About a year and a half ago, I wanted to become someone in the web industry. To me, that meant open source contributions, an active development blog, and speaking at web conferences. So I started trying to do that. I wrote a tiny bit of open source stuff and technically got my name on the list of Angular contributors. I wrote some things about Angular and React, and eventually got onto the front page of Hacker News for one of them, and I submitted some talk proposals (the closest being wait listed for FluentConf, which is actually happening right now).

I don’t write much anymore. I’ve stopped thinking about conferences. My two open source projects have gone completely neglected, the more popular of the two still alive due to the gracious work of a guy named Kasper in Europe who I haven’t met.

The real reason I stopped is that I’ve learned that I shouldn’t exactly be writing or talking. As Switchfoot suggests on their Beautiful Letdown album, I felt like I was adding to the noise, trying to make a name for myself simply for the sake of it. I also got a fair kick in the butt from just the first paragraph of an Eric Elliot article.

Granted, I’ve spent the last year and a half of my life writing JS, reading HackerNews and EchoJS, and following all of the big conferences. Now, when I open HackerNews on the bus, I just get tired or bored. This front end world moves very quickly, with tools and libraries rising and disappearing on a regular basis. A year ago, I was pretty sure I’d be writing Angular for the next 5 years. Now, I don’t even like it, and its strengths I used to boast have become the antipatterns I discourage. I’ve been writing in React for the last few months, and have essentially decided that it’s good enough for me. I know there are plenty of other libraries, some supposedly faster and smaller than React, but I’ve stopped reading about them or entertaining the hype. React is good enough.

And Reflux is good enough. And superagent is good enough. And Hapi too.

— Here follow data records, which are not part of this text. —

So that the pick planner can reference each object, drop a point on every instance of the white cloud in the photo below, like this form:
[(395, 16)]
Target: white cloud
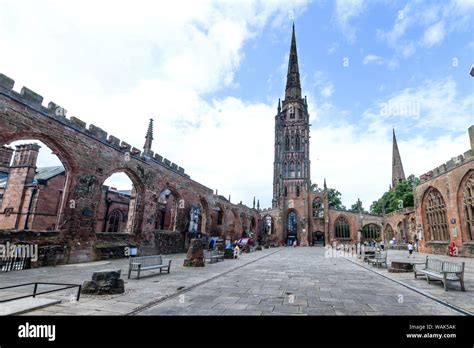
[(345, 11), (435, 21)]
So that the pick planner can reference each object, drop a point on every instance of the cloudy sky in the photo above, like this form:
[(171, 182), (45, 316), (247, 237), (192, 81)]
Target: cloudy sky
[(210, 74)]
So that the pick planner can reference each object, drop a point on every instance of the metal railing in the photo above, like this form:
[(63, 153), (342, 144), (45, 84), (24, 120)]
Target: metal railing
[(35, 290)]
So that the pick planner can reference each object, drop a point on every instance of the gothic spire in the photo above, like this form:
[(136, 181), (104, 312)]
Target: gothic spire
[(148, 137), (398, 175), (293, 86)]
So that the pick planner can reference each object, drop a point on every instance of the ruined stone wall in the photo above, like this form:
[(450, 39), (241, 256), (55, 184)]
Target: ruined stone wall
[(90, 156), (449, 179)]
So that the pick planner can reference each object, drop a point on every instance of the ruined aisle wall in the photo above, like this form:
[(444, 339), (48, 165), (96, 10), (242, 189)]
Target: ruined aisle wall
[(90, 156)]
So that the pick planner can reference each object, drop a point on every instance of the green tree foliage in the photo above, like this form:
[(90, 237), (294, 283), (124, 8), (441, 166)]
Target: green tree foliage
[(398, 198), (357, 207), (334, 197)]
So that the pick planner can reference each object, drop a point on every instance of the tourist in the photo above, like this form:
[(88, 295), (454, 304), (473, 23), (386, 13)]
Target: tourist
[(410, 249), (452, 250)]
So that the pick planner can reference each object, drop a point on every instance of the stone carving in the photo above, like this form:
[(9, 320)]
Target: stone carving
[(85, 185), (104, 282), (195, 255)]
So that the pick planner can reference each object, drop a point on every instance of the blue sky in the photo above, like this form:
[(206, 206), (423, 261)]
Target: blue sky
[(210, 73)]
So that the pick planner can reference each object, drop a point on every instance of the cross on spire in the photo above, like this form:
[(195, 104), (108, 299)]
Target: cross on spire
[(293, 86), (398, 175)]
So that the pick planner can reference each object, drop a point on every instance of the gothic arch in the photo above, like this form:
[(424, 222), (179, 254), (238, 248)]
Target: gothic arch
[(465, 200), (342, 229), (137, 198), (389, 233), (434, 215), (318, 208), (371, 231), (66, 160)]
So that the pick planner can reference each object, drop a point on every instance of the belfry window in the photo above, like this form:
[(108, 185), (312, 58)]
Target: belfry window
[(318, 208), (114, 221)]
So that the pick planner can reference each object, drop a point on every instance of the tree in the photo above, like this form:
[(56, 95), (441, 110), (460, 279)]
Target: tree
[(334, 198), (357, 207), (397, 198)]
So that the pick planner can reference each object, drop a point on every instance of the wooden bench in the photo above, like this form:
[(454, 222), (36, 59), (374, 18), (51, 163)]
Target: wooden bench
[(142, 263), (379, 259), (213, 255), (444, 271)]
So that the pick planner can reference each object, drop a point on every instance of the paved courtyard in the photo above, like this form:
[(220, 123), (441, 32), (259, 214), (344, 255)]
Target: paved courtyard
[(277, 281)]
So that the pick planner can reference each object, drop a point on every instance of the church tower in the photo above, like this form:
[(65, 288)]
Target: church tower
[(291, 178), (398, 175)]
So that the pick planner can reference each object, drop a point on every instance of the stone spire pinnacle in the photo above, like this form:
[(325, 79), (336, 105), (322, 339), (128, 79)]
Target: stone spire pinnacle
[(293, 86), (148, 137), (398, 175)]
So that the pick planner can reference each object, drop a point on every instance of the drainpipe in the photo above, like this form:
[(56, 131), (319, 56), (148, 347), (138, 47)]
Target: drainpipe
[(33, 194), (108, 203)]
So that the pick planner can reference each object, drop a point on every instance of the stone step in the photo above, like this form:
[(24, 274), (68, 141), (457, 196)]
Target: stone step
[(25, 305)]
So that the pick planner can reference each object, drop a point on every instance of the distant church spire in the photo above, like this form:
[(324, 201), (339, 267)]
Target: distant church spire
[(398, 175), (148, 137), (293, 86)]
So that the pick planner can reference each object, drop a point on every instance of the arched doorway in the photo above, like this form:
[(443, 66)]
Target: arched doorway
[(118, 206), (167, 211), (318, 238), (371, 232), (291, 227)]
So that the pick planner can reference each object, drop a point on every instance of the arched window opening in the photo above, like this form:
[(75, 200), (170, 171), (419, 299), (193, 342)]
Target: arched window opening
[(167, 211), (115, 221), (436, 215), (33, 183), (371, 231), (292, 169), (389, 232), (468, 201), (318, 208), (292, 227), (118, 204)]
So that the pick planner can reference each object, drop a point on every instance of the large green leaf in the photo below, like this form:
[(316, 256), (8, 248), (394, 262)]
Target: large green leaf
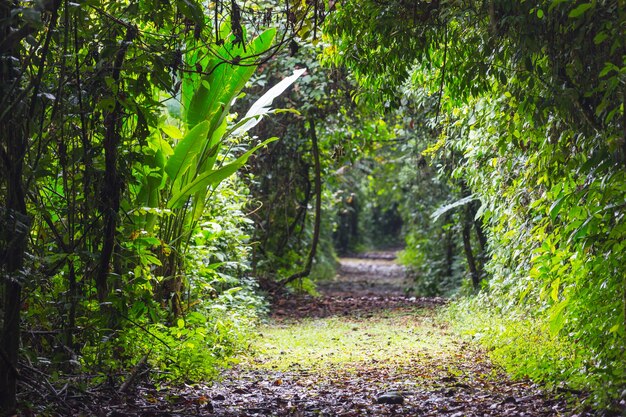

Logically, the next thought says, “if everything’s good enough, how do you know you’re not missing out on something great?” If I had held this position a year ago, I’d still be writing Angular and thinking everything was okay. I can’t say that I have a good objective answer for that, but I think you are supposed to just honestly assess what works and what doesn’t, and when something legitimately doesn’t work, you start looking for solutions.

The more I wrote Angular, the more I felt it got in the way, and the less happy I was becoming. I didn’t really know what I wanted at the time, and I’m sure what I want changes, but back then, I just wanted to be able to make a complete web app without losing myself in the data binding and event binding. Now, I care more about being able to reason and maintain about my app logic easily and more granular libraries than a monolithic black box.

So I’ll use React until I can’t use it anymore. Maybe when React starts giving me some problems, I’ll look around, but I haven’t really encountered those issues that were directly React’s fault. If you want to talk about performance, maybe Angular 2.0 will be faster than React, or Mithril or something, but I don’t really have grandiose performance needs. I don’t need something better than something that’s good enough, especially if my end goal is just to ship a product. I guess I think that I should move fast and break things, rather than move slowly and deliver too late.

I think I’m at the point in my life where I just want to build stuff and deliver. I don’t care about clever optimizations right now or overengineering for unseen scale (though I’m also not saying to hack everything together). The more I read about other JS frameworks or technologies, the more I get distracted and stop doing tangible work. So I’m going to sit down with my React-Reflux-superagent-Hapi stack and build stuff, and I think they’re all good enough that they won’t seriously get in the way of whatever I’m building.

Maybe in a few years I’ll be more qualified to write or to speak at a conference, but I won’t get there by reading HN all day. For me, I’ll get there by putting my head down and working.